Art mobile makes stop at Creston School
Over long stretches of road, past mountains, lakes and ranches, the Art Mobile of Montana makes its way carrying fine art work to rural schools.
On Tuesday art mobile teaching artist Tess Fahlgren arrived at Creston School, bringing with her museum-quality art pieces from about 30 contemporary visual artists to present to kindergarten through sixth-graders. Most of the artists currently reside in Montana but have art displayed nationally and internationally.
While Creston does hold art classes for students, many rural schools Fahlgren visits do not have the funding to do so.
After giving an etiquette lesson on how to look at and be around fine art to a group of third- through sixth-graders, she invited them to look at the collection of paintings, mix media and sculptures.
“What is the most confusing or your favorite piece of art?” she asked.
Milling around the pop-up mini gallery, students were allowed to handle some of the 3-D art. Students were attracted to Billings artist Bently Spang’s sculpture titled “Meat Clutch.” Students kept asking Fahlgren if they could touch the sculpture — a purse covered in a brown silicon resin with a texture like beef jerky. Spang, who is Northern Cheyenne, used dirt to color the silicone resin according to Fahlgren. In a 2016 National Endowment for the Arts interview with Montana Art Mobile founder Sara Colburn, the sculpture was described as symbolizing how Cheyenne would hang “thin sheets of meat from clothes hangers in a closet after a hunt.”
When students returned to their seats Fahlgren asked what artwork made them think. One piece that intrigued students was Missoula artist Courtney Blazon’s “Newly Rich.”
THERE ARE three questions people should ask when they look at art to help them interpret it, Fahlgren said.
“What do you see; what does it mean; and why do you say that? That will help you solve the mysteries behind what you see in a gallery,” she said.
Students also learned about technical words when talking about art such as “medium,” or materials used to create the art. Blazon used pen and marker in “Newly Rich.” The group also talked about another work they were interested in — a photograph of a supercell storm titled “The Mothership,” by Glasgow artist Sean Heavey. Fahlgren took the opportunity to talk about terms such as “composition,” and “scale.”
Fahlgren then turned to an example of ledger art by Browning artist John I. Pepion. She held up Pepion’s work titled “Native Superman,” which portrays a Native American in traditional clothes doing a bicycle trick painted on a piece of ledger paper dating to 1890. Ledger art is a Native American tradition of documenting events by painting or drawing on ledger paper, said to have stemmed from Plains hide painting.
“In Native American culture it’s important to draw as a way they keep track of history and tell their own personal history,” she said. “Think of a story from your history — something important to you.”

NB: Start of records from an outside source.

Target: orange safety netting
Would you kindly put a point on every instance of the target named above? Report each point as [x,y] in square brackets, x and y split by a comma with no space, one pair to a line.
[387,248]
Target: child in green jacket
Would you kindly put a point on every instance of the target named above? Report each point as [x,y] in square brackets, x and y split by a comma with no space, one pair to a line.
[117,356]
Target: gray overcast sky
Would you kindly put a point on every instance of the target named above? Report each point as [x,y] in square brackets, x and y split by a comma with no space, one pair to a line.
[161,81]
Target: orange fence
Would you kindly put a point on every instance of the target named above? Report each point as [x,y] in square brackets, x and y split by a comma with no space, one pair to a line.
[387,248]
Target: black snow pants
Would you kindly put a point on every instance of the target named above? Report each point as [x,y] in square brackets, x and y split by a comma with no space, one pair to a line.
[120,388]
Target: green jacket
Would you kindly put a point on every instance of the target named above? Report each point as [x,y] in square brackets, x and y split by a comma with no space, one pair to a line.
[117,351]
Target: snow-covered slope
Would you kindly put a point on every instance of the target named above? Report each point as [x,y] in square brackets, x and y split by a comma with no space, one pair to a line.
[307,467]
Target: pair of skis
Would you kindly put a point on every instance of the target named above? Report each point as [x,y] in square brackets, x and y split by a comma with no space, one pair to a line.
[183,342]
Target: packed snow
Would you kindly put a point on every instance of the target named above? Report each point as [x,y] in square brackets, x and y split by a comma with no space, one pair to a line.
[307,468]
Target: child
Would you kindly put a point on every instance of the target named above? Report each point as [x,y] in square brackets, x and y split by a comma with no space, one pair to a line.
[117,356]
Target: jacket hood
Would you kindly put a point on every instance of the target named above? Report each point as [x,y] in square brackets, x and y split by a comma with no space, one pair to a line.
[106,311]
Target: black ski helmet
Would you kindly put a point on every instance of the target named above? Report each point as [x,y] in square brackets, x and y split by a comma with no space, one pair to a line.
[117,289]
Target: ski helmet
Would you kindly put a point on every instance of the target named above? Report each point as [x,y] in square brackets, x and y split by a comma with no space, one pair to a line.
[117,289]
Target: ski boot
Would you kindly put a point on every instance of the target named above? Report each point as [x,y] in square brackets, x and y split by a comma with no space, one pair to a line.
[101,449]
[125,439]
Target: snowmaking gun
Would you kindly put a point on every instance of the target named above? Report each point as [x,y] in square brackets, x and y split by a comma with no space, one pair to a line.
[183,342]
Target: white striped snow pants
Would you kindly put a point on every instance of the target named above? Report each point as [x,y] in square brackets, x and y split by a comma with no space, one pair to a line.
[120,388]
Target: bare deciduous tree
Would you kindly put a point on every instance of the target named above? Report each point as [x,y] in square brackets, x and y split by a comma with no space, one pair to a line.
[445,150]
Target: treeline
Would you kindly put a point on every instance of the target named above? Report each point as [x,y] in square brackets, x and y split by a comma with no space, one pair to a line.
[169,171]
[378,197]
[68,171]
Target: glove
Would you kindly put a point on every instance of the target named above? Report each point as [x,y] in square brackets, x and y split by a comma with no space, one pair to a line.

Students then sat down to create some art on worksheets Fahlgren picked up from Montana State University. Creston third-grader Svea Layton drew a memory of being struck by a firework. Layton picked up a lavender pastel and dragged the side of it down the worksheet covering up college-level mathematic equations. She then drew herself sitting in a golf cart. Picking up a red pastel she drew a circle with dashes around it in the middle of her body, writing “pow” in large letters above.
“On the Fourth of July in Lakeside I was driving in a golf cart and someone was throwing fireworks from a car and one landed on my shirt and blew up,” Layton said.
“She still has a scar,” said her brother, fifth-grader Tosh Layton, who sat next to her drawing “a beautiful nice day.”
Sitting across from them, sixth-grader Laney Simonson drew her family of nine holding hands, creating a zigzag pattern. Pattern and shapes are something Simonson saw in one of her favorite pieces in the gallery display. It was a multimedia piece titled “Vanishing Points,” by Ben Crawford. The piece had multiple layers of intersecting lines and shapes giving a maze-like, sculptural quality.
“I like how there’s lots of patterns and shapes,” Simonson said.